Re: Should I partition this table? - Mailing list pgsql-general

From Bill Moran
Subject Re: Should I partition this table?
Date
Msg-id 20140710112030.0af75456ac95f41277ecc670@potentialtech.com
Whole thread Raw
In response to Should I partition this table?  (AlexK <alkuzo@gmail.com>)
Responses Re: Should I partition this table?  (AlexK <alkuzo@gmail.com>)
Re: Should I partition this table?  (Jeff Janes <jeff.janes@gmail.com>)
List pgsql-general
On Thu, 10 Jul 2014 07:59:20 -0700 (PDT) AlexK <alkuzo@gmail.com> wrote:

> My table currently uses up 62 GB of storage, and it has 450 M rows. This
> narrow table has a PK on (ParentID, ChildNumber), and it has between 20K and
> 50K of child rows per parent.
>
> The data is inserted daily, rarely modified, never deleted. The performance
> of modifications is not an issue. The only select from it is as follows:
>
> SELECT <column_lis> FROM MyChildTable WHERE ParentID=?
> ORDER BY ChildNumber;
>
> The selects are frequent, and their performance is essential.
>
> Would you advise me to partition this table?

In general, yes, given the information you provided.  A parition on
ParentID % $something should improve performance.  Exactly what
$something is will take some experimenting on your part to determine.
In my experience, the scenario you describe is likely to see SELECT
performance improve nearly linerally to the number of partitions, up
to some point that will take exerpimenting to determine.

However, there may other methods of partition and/or rearranging the
data that would be even better, depending on a lot of information you
did not provide.

As an example, how are your selects distributed?  Are they fairly even
across the entire data set?  Or do ParentID become less accessed the
older they get?  If the latter, you'll probably be better served by
lazily archiving infrequently accessed ParentID rows to an archive
table and adjusting the application to search that table only if the
rows weren't found in the primary table.  This is an improvement over
modulous partitioning becuase it's more likely that the frequently
accessed data will be in memory and stay there.

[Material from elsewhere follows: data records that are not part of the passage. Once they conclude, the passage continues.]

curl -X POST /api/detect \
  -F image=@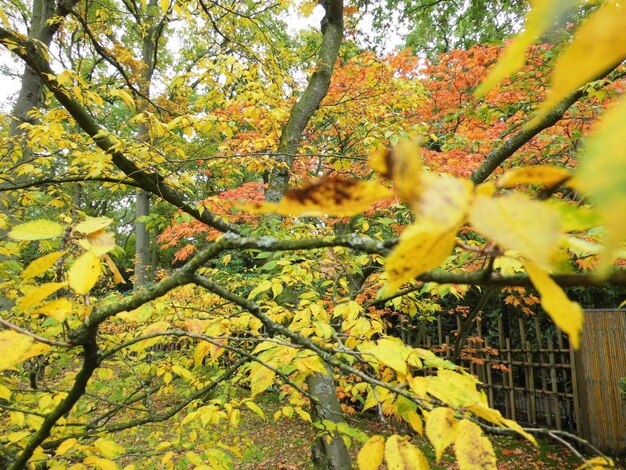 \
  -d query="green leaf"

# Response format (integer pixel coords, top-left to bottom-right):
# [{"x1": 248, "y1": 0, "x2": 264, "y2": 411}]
[
  {"x1": 524, "y1": 262, "x2": 583, "y2": 349},
  {"x1": 576, "y1": 100, "x2": 626, "y2": 275},
  {"x1": 528, "y1": 0, "x2": 626, "y2": 126},
  {"x1": 474, "y1": 0, "x2": 582, "y2": 97},
  {"x1": 385, "y1": 223, "x2": 457, "y2": 295},
  {"x1": 74, "y1": 217, "x2": 113, "y2": 234},
  {"x1": 9, "y1": 220, "x2": 65, "y2": 240}
]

Going even further, since the data is infrequently modified, you might be
better served by putting some sort of cache (memcache, or a custom in-
app cache) in front of the DB and checking it first.  The in-app cache
is always the best because it incurs no network traffic to access, but
the feasibility of doing that depends on the exact nature of the
application.  Say it with me: An RDBMS is not RAM, and trying to use
it like RAM will probably lead to disappointing performance.